Our case is different because there are viral inclusions in the epithelial but also in the endothelial cells with some swelling noticed by our famous pathologist. There was no associated glomerular inflammation and C4d staining was negative. The lesion was called CMV glomerulitis but it is obviously different from the CMV glomerulopathy described by Dr. Rubin in his NEJM paper. Patient was treated with Cidofovir. Her creatinine improved to baseline and her lesions improved on a subsequent follow up kidney biopsy. Since than, many reports described the same lesions associated with CMV infection, including a report in AJKD. The CMV glomerulitis similar to our case progressed to collapsing FSGS. The lack of proteinuria before transplantation supported the contention that the collapsing glomerulopathy arose de novo rather than being recurrent.

I think we have enough evidence that CMV glomerulitis exist.
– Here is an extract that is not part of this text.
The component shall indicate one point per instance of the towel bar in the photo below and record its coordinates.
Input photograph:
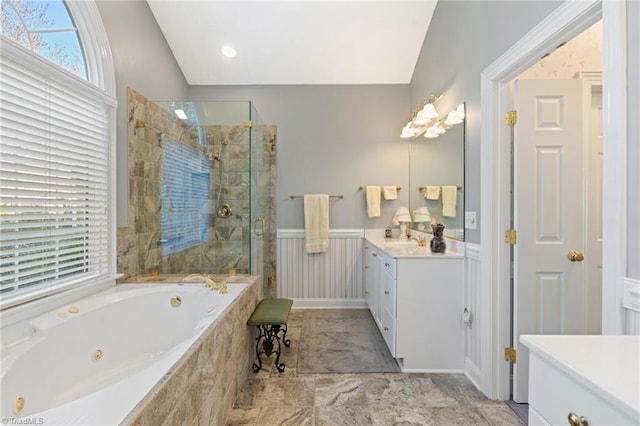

The bottom line remains how to prevent the disease, prevent resistance and be aware of the deleterious effects of underdosing like in this case.


  1. I have seen cases of CMV induced collapsing FSGS post transplant. You have to rule out CMV disease when you see collapsing FSGS. Its sometimes hard to tell if the virus is doing the dirty work or its just that we decrease the immunosuppresion and then we get an immune re constitution syndrome like in HIV disease

  2. I would agree. I had a patient s/p kidney transplant with gancyclovir resistant CMV and collapsing glomerulopathy with positive CMV staining on IF of the kidney. I was going to write it up, but never did. Nice post.